8. Mutual Nondisparagement. Executive agrees to refrain from any disparagement, defamation, libel, or slander of any of the Releasees, and agrees to
refrain from any tortious interference with the contracts and relationships of any of the Releasees. The Company, on behalf of itself and its officers, directors
and managing agents, agrees to refrain from any disparagement, defamation, libel, or slander of or about Executive, and agrees to refrain from any tortious
interference with the contracts and relationships of Executive. Executive understands that the Company's obligations under this paragraph extend only to the
Company's current and future executive officers and members of its Board of Directors, and only for so long as each officer or member is an Executive or
Director of the Company, as applicable.
9. No Admission of Liability. The Parties understand and acknowledge that this Agreement constitutes a compromise and settlement of any and all
actual or potential disputed claims by the Parties. No action taken by either Party hereto, either previously or in connection with this Agreement, shall be
deemed or construed to be (a) an admission of the truth or falsity of any actual or potential claims or (b) an acknowledgment or admission by either Party of
any fault or liability whatsoever to the other Party or to any third party.

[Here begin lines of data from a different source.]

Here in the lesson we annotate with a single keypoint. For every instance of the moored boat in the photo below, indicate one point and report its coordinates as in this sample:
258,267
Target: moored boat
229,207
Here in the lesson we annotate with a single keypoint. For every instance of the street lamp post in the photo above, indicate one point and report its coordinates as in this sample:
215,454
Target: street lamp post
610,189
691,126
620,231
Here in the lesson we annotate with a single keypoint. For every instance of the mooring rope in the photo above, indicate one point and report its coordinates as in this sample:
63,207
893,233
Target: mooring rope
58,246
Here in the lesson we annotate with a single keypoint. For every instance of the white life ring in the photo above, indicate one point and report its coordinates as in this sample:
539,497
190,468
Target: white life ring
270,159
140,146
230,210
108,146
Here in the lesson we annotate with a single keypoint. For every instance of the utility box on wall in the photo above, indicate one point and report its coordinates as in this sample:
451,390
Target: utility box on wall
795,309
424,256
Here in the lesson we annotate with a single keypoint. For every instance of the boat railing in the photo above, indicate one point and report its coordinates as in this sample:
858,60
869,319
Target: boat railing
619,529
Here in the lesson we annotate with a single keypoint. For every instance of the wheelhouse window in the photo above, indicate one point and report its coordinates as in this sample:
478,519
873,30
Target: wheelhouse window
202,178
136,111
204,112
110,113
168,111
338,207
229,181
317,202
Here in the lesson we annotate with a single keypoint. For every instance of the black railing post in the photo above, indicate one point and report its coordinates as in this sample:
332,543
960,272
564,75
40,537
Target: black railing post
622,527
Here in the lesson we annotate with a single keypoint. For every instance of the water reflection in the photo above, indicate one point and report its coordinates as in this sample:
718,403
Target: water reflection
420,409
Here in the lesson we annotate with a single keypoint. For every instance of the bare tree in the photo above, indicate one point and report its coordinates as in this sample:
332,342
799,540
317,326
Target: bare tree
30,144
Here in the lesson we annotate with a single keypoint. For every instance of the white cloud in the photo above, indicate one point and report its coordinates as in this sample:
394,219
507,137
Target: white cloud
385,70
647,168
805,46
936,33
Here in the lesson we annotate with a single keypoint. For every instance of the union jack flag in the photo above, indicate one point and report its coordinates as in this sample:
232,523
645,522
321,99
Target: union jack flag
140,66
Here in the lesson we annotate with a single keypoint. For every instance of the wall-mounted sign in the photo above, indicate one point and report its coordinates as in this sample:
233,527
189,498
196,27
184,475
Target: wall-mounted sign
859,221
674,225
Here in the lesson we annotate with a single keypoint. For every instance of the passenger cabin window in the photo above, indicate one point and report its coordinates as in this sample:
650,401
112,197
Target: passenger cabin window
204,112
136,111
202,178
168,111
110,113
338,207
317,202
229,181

10. Tax Consequences. The Company makes no representations or warranties with respect to the tax consequences of the payments provided to
Executive or made on his behalf under the terms of this Agreement. Executive agrees and understands that he is responsible for payment, if any, of personal
local, personal state, and/or personal federal taxes on the payments and any other consideration provided hereunder by the Company and any penalties or
assessments thereon. Executive further agrees to indemnify and hold the Company harmless from any claims, demands, deficiencies, penalties, interest,
assessments, executions, judgments, or recoveries by any government agency against the Company for any amounts claimed due on account of (a) Executive's
failure to pay or Executive's delayed payment of Executive's personal federal or personal state taxes, or (b) damages sustained by the Company by reason of
any claims, specifically set forth in (a) above, including attorneys' fees and costs. The foregoing payments and benefits set forth in Section 1(a) – (c) of this
Agreement are intended to be exempt from the requirements of Section 409A of the Internal Revenue Code of 1986, as amended.